Es mangelt an Werten, an Wertvorstellungen
und an Kultur.
Da gehe ich in gewissem Maße mit.
Da man „Kultur“ aber oft nur im Sinne von „Oper“ versteht, muss das schiefgehen. Der Begriff an sich ist mittlerweile schwer verkäuflich.
Kultur heisst auch „Diskussionskultur“, „Esskultur“, „Benehmen“. Und das haben viele Erwachsene schon nicht. Wie sollen die Kinder das dann lernen? Hier sehe ich die Schule als einzige Chance. Denn von Lehrern muss ich erwarten dürfen, dass sie diese Werte kennen. Schließlich schimpfen sie sich auch „Akademiker“.
Vielen ist mehr am neuen Auto gelegen. Außerdem
muß der Kredit für die Schrankwand und den Mallorca-Urlaub
bezahlt werden.
Ich habe hier vor einigen Monaten des Phänomen des „Konsumproleten“ angeprangert.

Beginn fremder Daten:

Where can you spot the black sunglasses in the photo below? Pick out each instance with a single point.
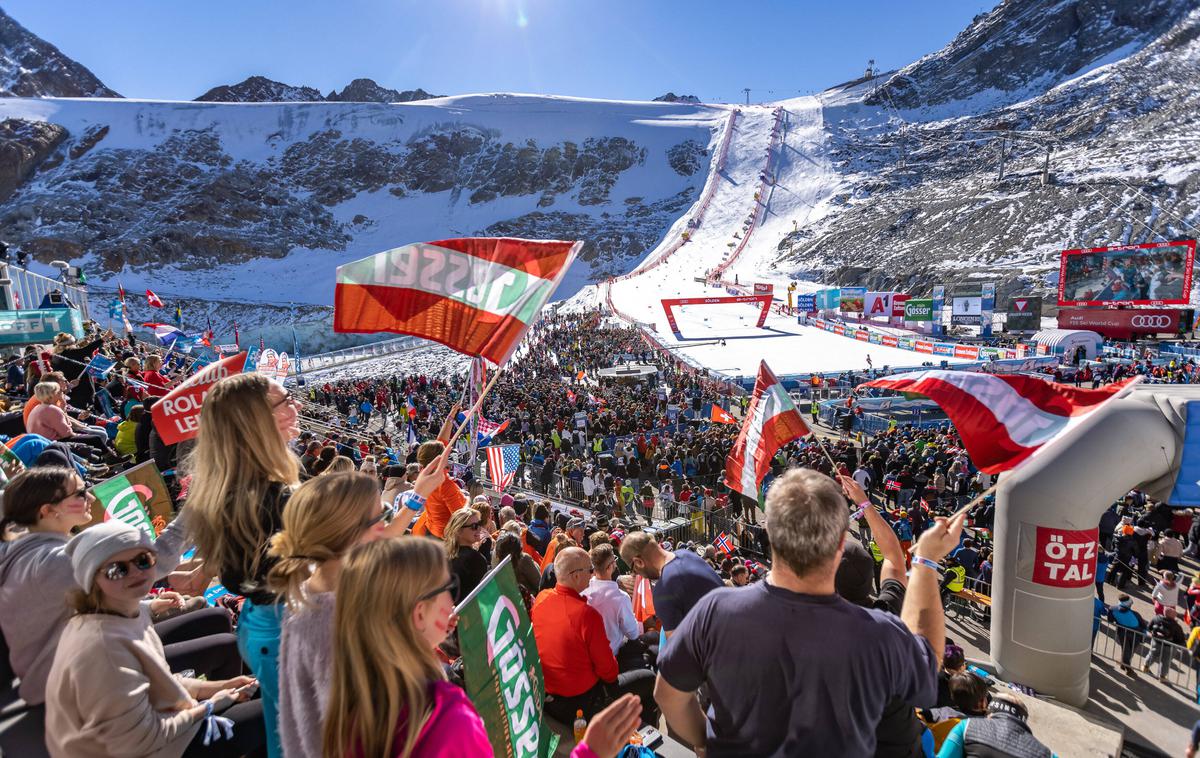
(118, 570)
(449, 587)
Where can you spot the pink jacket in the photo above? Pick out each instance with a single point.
(455, 729)
(49, 421)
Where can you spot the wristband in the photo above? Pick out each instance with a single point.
(917, 560)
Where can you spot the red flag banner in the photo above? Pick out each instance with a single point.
(177, 416)
(1002, 419)
(477, 295)
(772, 421)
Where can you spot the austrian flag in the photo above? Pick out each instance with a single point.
(477, 295)
(1002, 419)
(772, 421)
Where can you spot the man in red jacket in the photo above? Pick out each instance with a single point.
(576, 661)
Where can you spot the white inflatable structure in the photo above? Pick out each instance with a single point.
(1048, 511)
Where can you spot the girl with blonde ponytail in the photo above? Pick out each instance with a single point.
(322, 521)
(389, 696)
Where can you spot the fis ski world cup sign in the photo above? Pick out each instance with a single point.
(918, 310)
(502, 669)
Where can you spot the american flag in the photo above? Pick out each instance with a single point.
(502, 464)
(725, 543)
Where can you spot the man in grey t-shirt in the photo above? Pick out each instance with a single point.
(791, 667)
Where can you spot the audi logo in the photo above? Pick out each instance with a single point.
(1150, 322)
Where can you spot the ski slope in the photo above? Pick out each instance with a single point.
(779, 152)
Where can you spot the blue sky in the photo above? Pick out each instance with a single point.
(628, 49)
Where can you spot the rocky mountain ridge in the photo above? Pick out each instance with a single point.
(263, 90)
(33, 67)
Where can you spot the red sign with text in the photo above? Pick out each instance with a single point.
(1065, 557)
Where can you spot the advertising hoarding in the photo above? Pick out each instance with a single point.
(1152, 274)
(852, 299)
(918, 310)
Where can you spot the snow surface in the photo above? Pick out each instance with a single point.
(803, 186)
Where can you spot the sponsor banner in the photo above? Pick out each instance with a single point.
(1122, 324)
(177, 416)
(966, 310)
(1063, 558)
(877, 304)
(501, 668)
(918, 310)
(1153, 274)
(1024, 313)
(852, 298)
(39, 325)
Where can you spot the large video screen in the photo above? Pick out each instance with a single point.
(1153, 274)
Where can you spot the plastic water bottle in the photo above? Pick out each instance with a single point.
(581, 726)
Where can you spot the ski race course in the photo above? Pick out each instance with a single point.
(769, 169)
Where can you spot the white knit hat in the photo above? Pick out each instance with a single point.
(94, 546)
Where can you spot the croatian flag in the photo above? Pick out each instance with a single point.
(1187, 485)
(1002, 419)
(724, 542)
(475, 295)
(772, 421)
(502, 464)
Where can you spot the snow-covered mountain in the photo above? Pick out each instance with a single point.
(33, 67)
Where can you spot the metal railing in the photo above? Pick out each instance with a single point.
(1170, 662)
(29, 289)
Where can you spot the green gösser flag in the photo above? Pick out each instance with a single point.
(502, 669)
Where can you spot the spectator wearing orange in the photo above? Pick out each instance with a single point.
(580, 669)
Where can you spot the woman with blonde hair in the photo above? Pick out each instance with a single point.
(243, 474)
(467, 564)
(323, 519)
(390, 696)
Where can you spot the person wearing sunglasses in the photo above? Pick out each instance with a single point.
(323, 519)
(48, 503)
(463, 533)
(111, 691)
(394, 608)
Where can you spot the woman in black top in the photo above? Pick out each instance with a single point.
(243, 474)
(463, 531)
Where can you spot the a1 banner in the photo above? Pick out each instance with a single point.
(177, 416)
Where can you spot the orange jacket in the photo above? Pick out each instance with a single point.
(571, 643)
(441, 504)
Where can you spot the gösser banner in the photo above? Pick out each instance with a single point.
(1155, 274)
(1125, 324)
(918, 310)
(177, 416)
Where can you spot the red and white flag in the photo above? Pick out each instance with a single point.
(772, 421)
(1002, 419)
(475, 295)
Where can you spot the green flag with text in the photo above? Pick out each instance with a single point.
(502, 669)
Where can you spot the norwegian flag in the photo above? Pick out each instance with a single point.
(1002, 419)
(502, 464)
(724, 542)
(772, 421)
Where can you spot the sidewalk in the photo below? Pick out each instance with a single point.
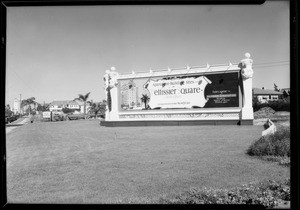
(18, 122)
(9, 127)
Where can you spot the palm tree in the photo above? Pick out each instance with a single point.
(96, 108)
(28, 102)
(145, 98)
(83, 98)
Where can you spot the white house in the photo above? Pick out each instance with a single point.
(265, 95)
(16, 106)
(59, 105)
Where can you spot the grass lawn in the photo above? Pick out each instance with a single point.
(82, 162)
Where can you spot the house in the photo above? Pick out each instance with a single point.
(286, 93)
(265, 95)
(59, 105)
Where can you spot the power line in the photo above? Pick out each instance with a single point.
(271, 62)
(266, 66)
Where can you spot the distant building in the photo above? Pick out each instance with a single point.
(286, 93)
(16, 106)
(265, 95)
(59, 105)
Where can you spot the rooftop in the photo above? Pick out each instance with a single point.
(258, 91)
(64, 103)
(207, 69)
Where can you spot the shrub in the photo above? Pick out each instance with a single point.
(277, 144)
(279, 105)
(267, 193)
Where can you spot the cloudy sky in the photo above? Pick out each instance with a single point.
(60, 52)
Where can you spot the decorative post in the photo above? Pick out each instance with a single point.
(111, 83)
(247, 73)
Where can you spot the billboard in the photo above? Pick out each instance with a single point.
(185, 92)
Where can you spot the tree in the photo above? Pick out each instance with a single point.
(83, 98)
(145, 98)
(96, 108)
(276, 88)
(28, 102)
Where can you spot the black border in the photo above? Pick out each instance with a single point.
(294, 46)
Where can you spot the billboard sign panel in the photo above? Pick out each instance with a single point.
(47, 114)
(197, 91)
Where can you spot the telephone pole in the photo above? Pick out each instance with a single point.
(20, 104)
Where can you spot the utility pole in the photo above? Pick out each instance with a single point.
(20, 104)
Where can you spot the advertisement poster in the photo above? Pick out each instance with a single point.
(202, 91)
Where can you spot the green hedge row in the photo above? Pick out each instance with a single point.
(277, 144)
(268, 193)
(280, 105)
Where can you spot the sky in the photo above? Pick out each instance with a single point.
(58, 52)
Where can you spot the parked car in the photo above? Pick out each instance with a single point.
(75, 116)
(11, 118)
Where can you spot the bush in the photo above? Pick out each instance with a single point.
(277, 144)
(279, 105)
(267, 193)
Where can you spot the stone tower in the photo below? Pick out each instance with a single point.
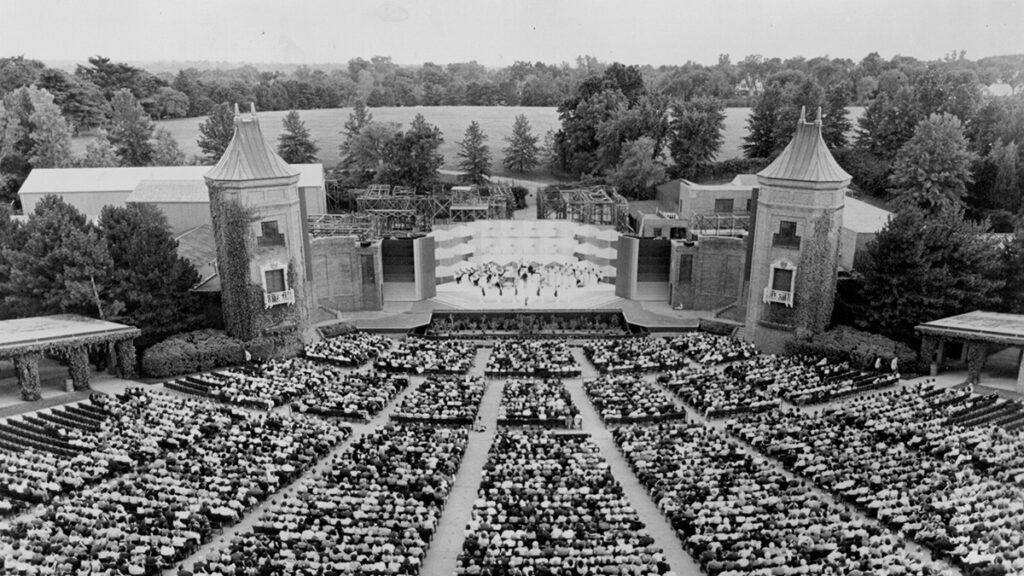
(262, 249)
(796, 241)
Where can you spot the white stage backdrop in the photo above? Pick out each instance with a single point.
(526, 241)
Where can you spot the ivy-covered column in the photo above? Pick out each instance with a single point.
(27, 367)
(927, 356)
(78, 367)
(977, 354)
(126, 359)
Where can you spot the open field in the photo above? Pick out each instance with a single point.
(325, 126)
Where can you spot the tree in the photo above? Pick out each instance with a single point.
(933, 168)
(131, 130)
(695, 133)
(147, 277)
(474, 155)
(357, 120)
(165, 149)
(294, 145)
(522, 154)
(638, 172)
(922, 268)
(412, 158)
(60, 266)
(50, 133)
(99, 153)
(216, 132)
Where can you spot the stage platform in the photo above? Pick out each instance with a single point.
(657, 317)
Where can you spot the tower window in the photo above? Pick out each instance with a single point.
(269, 235)
(786, 236)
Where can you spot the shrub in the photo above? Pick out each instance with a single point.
(856, 346)
(192, 352)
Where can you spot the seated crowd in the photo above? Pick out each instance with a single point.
(804, 380)
(610, 324)
(716, 395)
(373, 510)
(536, 402)
(918, 416)
(630, 399)
(952, 509)
(443, 399)
(531, 358)
(548, 504)
(737, 515)
(705, 347)
(350, 350)
(633, 355)
(421, 356)
(147, 520)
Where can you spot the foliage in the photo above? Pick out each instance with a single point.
(922, 268)
(216, 132)
(60, 264)
(474, 155)
(695, 133)
(294, 145)
(357, 120)
(933, 168)
(99, 153)
(147, 277)
(130, 130)
(638, 172)
(200, 351)
(412, 159)
(860, 348)
(165, 149)
(522, 154)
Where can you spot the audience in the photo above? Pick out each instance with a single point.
(373, 510)
(531, 358)
(544, 402)
(548, 504)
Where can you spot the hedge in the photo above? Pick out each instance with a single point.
(192, 352)
(856, 346)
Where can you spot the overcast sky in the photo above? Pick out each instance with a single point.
(500, 32)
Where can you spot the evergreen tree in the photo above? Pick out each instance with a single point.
(695, 133)
(131, 130)
(522, 154)
(474, 155)
(61, 264)
(50, 133)
(99, 153)
(637, 173)
(165, 149)
(412, 158)
(922, 268)
(294, 145)
(933, 168)
(216, 132)
(357, 120)
(147, 277)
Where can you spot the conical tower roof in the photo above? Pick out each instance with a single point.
(249, 157)
(806, 159)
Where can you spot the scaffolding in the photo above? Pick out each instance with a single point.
(595, 205)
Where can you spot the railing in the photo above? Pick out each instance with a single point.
(777, 296)
(274, 298)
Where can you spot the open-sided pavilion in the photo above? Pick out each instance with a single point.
(981, 333)
(67, 336)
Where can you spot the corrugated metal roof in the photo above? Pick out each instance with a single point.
(154, 192)
(249, 157)
(806, 158)
(85, 180)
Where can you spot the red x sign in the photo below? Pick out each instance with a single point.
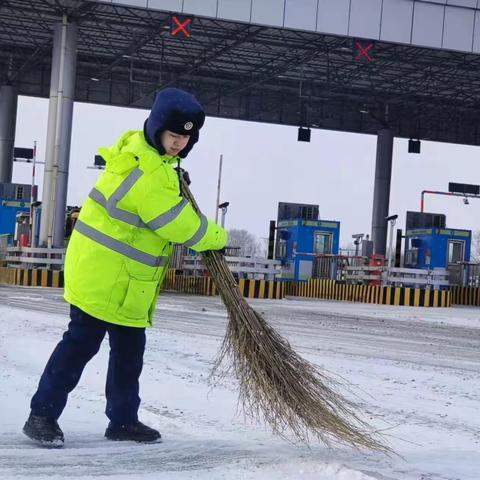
(363, 51)
(180, 26)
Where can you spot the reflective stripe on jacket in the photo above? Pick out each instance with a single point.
(119, 250)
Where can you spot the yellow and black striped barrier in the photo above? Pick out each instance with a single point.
(466, 296)
(29, 277)
(320, 289)
(332, 290)
(39, 278)
(262, 289)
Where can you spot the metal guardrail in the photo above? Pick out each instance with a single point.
(243, 267)
(4, 242)
(399, 277)
(35, 257)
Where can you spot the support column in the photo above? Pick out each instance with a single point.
(8, 118)
(57, 155)
(381, 192)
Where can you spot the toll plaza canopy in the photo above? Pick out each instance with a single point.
(349, 65)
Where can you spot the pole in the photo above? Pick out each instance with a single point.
(32, 192)
(381, 193)
(218, 187)
(224, 211)
(8, 117)
(390, 246)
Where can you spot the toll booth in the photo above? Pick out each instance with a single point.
(437, 247)
(300, 242)
(15, 199)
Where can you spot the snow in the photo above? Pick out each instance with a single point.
(415, 373)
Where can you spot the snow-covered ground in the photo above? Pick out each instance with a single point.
(416, 372)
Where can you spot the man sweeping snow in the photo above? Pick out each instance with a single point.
(116, 261)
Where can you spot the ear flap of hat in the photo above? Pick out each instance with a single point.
(191, 142)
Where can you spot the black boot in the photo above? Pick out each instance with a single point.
(137, 432)
(44, 430)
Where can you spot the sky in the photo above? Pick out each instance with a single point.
(264, 164)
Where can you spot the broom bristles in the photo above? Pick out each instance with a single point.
(291, 394)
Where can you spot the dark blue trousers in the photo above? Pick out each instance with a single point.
(79, 344)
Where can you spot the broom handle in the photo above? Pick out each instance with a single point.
(212, 258)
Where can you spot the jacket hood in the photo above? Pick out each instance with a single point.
(177, 111)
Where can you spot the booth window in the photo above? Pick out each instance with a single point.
(323, 243)
(455, 251)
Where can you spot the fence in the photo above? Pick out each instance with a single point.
(26, 257)
(436, 278)
(332, 290)
(241, 267)
(5, 241)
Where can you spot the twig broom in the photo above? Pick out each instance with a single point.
(291, 394)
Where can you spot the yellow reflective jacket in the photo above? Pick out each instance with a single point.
(118, 253)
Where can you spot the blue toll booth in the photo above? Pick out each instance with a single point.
(14, 198)
(301, 242)
(437, 247)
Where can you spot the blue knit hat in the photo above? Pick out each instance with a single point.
(177, 111)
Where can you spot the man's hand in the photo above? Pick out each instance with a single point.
(184, 174)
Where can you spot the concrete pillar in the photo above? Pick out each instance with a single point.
(57, 155)
(8, 118)
(381, 191)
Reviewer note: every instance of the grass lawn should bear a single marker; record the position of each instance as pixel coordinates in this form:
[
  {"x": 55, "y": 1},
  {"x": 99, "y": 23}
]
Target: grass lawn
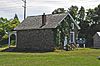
[{"x": 80, "y": 57}]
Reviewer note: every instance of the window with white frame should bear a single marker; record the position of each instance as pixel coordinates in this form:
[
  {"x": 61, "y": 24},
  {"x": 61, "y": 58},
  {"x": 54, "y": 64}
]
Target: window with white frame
[{"x": 72, "y": 37}]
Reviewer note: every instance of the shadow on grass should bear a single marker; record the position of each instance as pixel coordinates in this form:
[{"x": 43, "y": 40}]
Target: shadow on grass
[{"x": 14, "y": 49}]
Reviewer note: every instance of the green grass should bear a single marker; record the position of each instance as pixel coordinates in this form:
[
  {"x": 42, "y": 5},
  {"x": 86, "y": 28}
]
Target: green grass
[{"x": 80, "y": 57}]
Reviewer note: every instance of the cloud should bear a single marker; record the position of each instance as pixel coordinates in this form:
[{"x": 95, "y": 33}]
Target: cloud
[{"x": 36, "y": 7}]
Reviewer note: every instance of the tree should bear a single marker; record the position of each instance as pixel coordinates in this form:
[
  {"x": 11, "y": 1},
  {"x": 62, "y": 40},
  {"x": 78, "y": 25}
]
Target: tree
[
  {"x": 7, "y": 26},
  {"x": 73, "y": 10}
]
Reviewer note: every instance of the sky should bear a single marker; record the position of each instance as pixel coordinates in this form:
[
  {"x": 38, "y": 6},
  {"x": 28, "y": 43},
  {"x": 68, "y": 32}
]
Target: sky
[{"x": 8, "y": 8}]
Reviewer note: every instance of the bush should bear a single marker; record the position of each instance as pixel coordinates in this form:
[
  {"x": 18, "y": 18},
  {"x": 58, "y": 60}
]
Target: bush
[{"x": 12, "y": 42}]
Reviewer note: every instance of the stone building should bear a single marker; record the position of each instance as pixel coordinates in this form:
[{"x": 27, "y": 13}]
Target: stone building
[{"x": 38, "y": 32}]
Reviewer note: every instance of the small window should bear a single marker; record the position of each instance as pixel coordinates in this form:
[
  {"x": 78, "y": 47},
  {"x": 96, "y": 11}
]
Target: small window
[{"x": 72, "y": 40}]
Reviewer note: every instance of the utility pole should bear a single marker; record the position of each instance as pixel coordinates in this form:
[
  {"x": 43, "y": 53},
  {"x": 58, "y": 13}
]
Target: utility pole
[{"x": 24, "y": 8}]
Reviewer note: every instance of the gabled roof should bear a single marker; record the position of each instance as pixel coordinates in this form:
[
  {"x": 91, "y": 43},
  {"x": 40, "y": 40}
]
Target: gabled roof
[{"x": 35, "y": 22}]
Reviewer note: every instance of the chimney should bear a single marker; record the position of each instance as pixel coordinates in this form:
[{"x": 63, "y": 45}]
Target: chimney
[{"x": 43, "y": 19}]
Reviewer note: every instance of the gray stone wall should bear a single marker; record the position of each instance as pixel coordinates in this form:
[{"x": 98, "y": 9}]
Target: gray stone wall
[{"x": 41, "y": 40}]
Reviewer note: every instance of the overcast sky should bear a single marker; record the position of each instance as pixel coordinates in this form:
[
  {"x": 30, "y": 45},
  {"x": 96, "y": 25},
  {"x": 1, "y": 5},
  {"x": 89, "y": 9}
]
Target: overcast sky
[{"x": 37, "y": 7}]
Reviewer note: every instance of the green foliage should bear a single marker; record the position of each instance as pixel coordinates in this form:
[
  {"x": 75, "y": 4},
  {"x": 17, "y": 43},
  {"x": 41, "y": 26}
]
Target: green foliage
[
  {"x": 80, "y": 57},
  {"x": 59, "y": 11},
  {"x": 7, "y": 26}
]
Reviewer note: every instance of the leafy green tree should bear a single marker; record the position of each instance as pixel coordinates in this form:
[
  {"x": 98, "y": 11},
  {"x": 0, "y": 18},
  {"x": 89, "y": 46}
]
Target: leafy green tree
[{"x": 59, "y": 11}]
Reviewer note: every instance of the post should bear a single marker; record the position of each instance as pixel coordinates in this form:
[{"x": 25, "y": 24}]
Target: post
[{"x": 84, "y": 45}]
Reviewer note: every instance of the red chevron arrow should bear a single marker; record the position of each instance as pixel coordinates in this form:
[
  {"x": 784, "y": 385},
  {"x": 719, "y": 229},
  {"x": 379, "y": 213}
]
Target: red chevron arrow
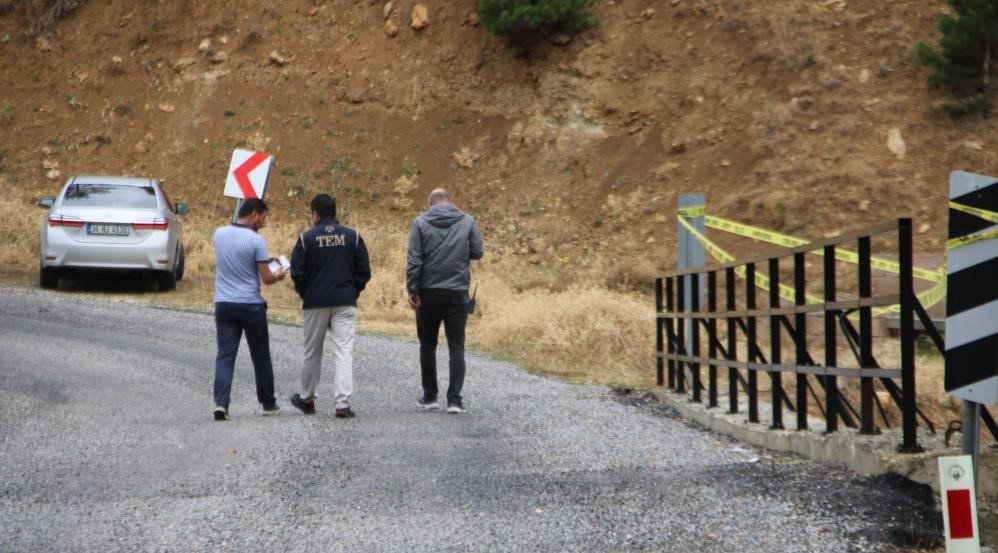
[{"x": 242, "y": 173}]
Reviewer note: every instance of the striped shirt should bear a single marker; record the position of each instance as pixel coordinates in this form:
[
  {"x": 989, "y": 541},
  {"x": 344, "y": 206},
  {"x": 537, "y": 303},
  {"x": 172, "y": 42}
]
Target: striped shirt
[{"x": 238, "y": 249}]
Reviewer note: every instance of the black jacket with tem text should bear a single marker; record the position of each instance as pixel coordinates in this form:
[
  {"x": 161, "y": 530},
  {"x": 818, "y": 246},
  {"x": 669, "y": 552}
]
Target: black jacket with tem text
[{"x": 329, "y": 265}]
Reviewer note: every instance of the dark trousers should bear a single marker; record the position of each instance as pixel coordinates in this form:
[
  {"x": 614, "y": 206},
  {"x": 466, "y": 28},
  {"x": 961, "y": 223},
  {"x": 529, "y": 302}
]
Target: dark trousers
[
  {"x": 452, "y": 311},
  {"x": 231, "y": 320}
]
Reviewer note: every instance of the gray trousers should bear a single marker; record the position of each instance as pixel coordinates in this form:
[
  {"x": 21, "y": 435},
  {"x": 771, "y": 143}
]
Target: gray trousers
[{"x": 341, "y": 322}]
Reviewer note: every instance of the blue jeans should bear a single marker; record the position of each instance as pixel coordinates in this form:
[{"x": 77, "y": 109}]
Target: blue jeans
[
  {"x": 231, "y": 320},
  {"x": 451, "y": 309}
]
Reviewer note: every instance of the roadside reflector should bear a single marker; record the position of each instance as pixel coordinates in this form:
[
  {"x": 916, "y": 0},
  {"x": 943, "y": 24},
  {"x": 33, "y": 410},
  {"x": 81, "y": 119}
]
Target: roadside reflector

Gott, ist man hier auf mich losgegengen…
Der Deutsche wird immer mehr zum entmündigten Deppen.
Irgendwann muss man noch eine Bedienungsanleitung auf die Klopapierpackungen malen…
Es fehlt an einer im breiten Bewußtsein
verankerten Bildungskultur. Bietet ein Betrieb eine
Fortbildungsveranstaltung an, kann man ganz sicher sein, daß
es leidenschaftlich geführte Diskussionen darüber gibt, ob es
sich um bezahlte Überstunden handelt, wenn die
Lehrveranstaltung eine halbe Stunde länger dauert als der
normale Dienst.
Das habe ich vor einigen Wochen live bei uns in der Firma mitbekommen. Da kann man nichts ändern, der Deutsche an sich ist einfach ein Sozialist…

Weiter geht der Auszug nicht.